Deer processing remains steady as hunting declines

Despite declining deer hunting numbers in Michigan during the past few years, Michigan meat processors said their businesses have not been affected.

In 2010, Michigan hunters harvested almost 418,000 deer, a decline of 6 percent from 2009, according to a report compiled by the Michigan Department of Natural Resources.

About 656,500 people hunted deer last year, a decline of 4 percent from the previous year. There were an estimated 1.7 million deer in the herd last year.

But according to Rod Dejonge, owner of Blue Star Meats in Holland, after a dip six years ago, things have been business as usual for the past few seasons.

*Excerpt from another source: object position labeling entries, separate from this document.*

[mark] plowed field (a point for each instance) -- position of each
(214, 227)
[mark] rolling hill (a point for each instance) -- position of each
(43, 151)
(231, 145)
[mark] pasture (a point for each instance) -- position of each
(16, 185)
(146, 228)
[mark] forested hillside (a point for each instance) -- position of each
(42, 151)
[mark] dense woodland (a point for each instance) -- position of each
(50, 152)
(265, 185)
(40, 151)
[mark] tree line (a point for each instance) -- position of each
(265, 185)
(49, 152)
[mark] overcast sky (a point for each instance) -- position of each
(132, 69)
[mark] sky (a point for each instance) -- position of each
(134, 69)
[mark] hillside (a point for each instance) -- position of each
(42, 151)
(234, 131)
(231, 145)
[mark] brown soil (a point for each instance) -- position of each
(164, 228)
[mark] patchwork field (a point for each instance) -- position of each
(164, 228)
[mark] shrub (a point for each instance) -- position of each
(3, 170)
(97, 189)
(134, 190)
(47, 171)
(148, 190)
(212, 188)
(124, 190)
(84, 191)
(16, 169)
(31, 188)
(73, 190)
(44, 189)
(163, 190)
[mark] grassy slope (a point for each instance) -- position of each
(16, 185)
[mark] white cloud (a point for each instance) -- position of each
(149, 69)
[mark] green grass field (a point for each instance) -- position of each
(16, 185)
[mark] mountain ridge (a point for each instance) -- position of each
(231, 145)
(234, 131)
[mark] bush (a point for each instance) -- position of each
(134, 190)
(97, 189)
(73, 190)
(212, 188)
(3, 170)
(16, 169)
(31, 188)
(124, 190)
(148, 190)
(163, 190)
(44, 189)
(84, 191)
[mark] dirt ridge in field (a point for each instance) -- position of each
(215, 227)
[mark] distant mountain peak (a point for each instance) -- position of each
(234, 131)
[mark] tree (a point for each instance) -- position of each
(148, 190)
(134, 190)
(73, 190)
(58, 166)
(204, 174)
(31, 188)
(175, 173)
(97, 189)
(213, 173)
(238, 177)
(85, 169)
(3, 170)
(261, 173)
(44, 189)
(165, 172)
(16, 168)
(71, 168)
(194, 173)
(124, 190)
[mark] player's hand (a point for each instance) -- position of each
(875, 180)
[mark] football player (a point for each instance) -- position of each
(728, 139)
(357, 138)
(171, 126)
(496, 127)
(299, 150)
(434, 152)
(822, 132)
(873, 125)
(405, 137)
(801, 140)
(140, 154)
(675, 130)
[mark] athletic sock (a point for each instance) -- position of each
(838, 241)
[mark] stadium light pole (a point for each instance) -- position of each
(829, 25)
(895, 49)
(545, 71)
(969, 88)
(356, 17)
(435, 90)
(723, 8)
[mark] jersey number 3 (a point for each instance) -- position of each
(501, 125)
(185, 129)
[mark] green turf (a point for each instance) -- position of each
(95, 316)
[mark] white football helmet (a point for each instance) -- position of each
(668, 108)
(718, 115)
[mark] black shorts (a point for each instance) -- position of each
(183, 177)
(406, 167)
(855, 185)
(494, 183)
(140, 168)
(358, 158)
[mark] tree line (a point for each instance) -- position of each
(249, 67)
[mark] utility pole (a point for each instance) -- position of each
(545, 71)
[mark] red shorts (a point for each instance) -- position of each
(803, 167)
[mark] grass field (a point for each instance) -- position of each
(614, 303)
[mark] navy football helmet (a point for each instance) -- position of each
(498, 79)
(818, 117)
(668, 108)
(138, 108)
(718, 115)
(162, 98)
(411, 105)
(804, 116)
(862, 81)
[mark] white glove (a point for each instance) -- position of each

“I would say there is a big difference from six years ago, but not in the last five,” Dejonge said. “Numbers were higher then, but it has been pretty consistent over the past five years.”

Dejonge said he could not comment on this season’s business yet, since it is not over. However, he has noticed an increase in bow hunting during the past few years.

“Bow season was better last year,” he said. “I think a lot of that can be contributed to lifting the ban on baiting deer.”

Richard Rodibaugh, who helps his brother at Mike’s Deer Processing in Allendale, agreed with Dejonge.

“Our numbers have been about the same for a few years now,” Rodibaugh said. “We had a little decrease about four years ago, but since then, our numbers have stayed about the same.”

Meat processors might not be suffering losses, but Michigan hunters said they are noticing declining numbers of hunters every year.

“Numbers are definitely down,” said Cody Foley, a Blissfield resident and avid deer hunter.

Fewer people hunting is a national trend, not one unique to Michigan, according to the DNR.

Hunting numbers are down for several reasons, said Mary Dettloff, press secretary for the department.

“We have had population loss as well as an aging population,” she said. “Some people lack the time because of work and family.”

Foley blames the economy.

“I mean, it is an expensive sport,” he said. “Number one, hunting for a lot of people is definitely a middle class sport. Since our economy is bad, middle class people often cannot afford to miss a day of work, especially since opening day this year was on a weekday.”

Michigan is looking to increase hunting numbers by allowing supervised 10- and 11-year-olds to hunt with firearms for the first time this year.

Previously, hunters had to be 12 to bow hunt and 14 to hunt with firearms.

Young hunters must have a firearms deer license or antlerless deer license in order to hunt and only can hunt on private land. If the hunter has earned a hunter’s safety certificate, he or she must be accompanied by someone 18 or older. If the hunter has only an apprentice license, the supervising adult must be 21 or older.

“We are trying to recruit more youth hunters,” Dettloff said. “There is very stiff competition for their time with things like video games and parents wanting their kids to get involved in organized sports.”